The 53rd Annual Meeting of Japanese Society of Pediatric Cardiology and Cardiac Surgery

Presentation information

AP Target Symposium

AP Target Symposium 3 (II-APT3)
Dealing with congenitally corrected transposition of the great arteries - Efforts to minimize late development of systemic ventricular dysfunction

Sat. Jul 8, 2017 10:15 AM - 11:45 AM ROOM 3 (Exhibition and Event Hall Room 3)

Chair:Yih-Sharng Chen(National Taiwan University Hospital, Taiwan)
Chair:Jun Yoshimoto(Pediatric Cardiology, Shizuoka Children's Hospital, Japan)

10:15 AM - 11:45 AM

[II-APT3-03] Electrical issue of corrected TGA

Jun Yoshimoto (Department of Cardiology, Shizuoka Children's Hospital, Shizuoka, Japan)

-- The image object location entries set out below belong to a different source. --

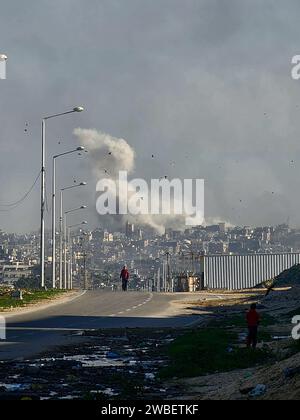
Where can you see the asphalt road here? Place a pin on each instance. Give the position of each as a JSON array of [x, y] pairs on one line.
[[34, 332]]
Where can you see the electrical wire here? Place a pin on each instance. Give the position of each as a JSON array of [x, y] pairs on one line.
[[16, 204]]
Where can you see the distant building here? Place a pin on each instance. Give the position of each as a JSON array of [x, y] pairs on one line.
[[129, 230]]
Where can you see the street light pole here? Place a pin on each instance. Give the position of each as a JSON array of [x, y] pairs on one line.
[[43, 190], [78, 149], [61, 231], [70, 277], [65, 241], [43, 193]]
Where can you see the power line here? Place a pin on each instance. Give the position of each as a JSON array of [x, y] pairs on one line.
[[16, 204]]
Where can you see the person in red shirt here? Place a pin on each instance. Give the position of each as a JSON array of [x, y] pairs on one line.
[[125, 277], [253, 320]]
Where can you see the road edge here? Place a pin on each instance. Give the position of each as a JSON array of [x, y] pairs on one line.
[[41, 307]]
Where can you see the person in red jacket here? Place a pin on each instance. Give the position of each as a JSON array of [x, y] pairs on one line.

In congenitally corrected TGA (ccTGA), there are several electro-anatomical issues. No.1 is an anatomical issue . SA node lies in normal position, but AV node (AVN) is in abnormal position. The actual position and course of AVN and His bundle differs case by case, especially because of straddling and DORV. Also connective tissue lies superficially and fragile. This seems to be the reason of occurrence of congenital and postsurgical complete AV block. No.2 is electrical and mechanical dyssynchrony. Bundle branch block of systemic ventricle causes electrical and mechanical dyssynchrony and they can be the cause of heart failure. In the case of univentricular physiology, however, interventricular dyssynchrony can cause severe heart failure. No.3 is tachy arrythmia post double switch operation. Both Senning and Mustard operation can cause intra atrial reentry tachycardia(IART). Ablation of IART of ccTGA has difficult problem because of anatomical abnormality of AVN, therefore brockenbrough puncture of intraatrial septum or baffle. Ablation of AVnodal Reentry tachycardia is quite difficult because of anatomical abnormality.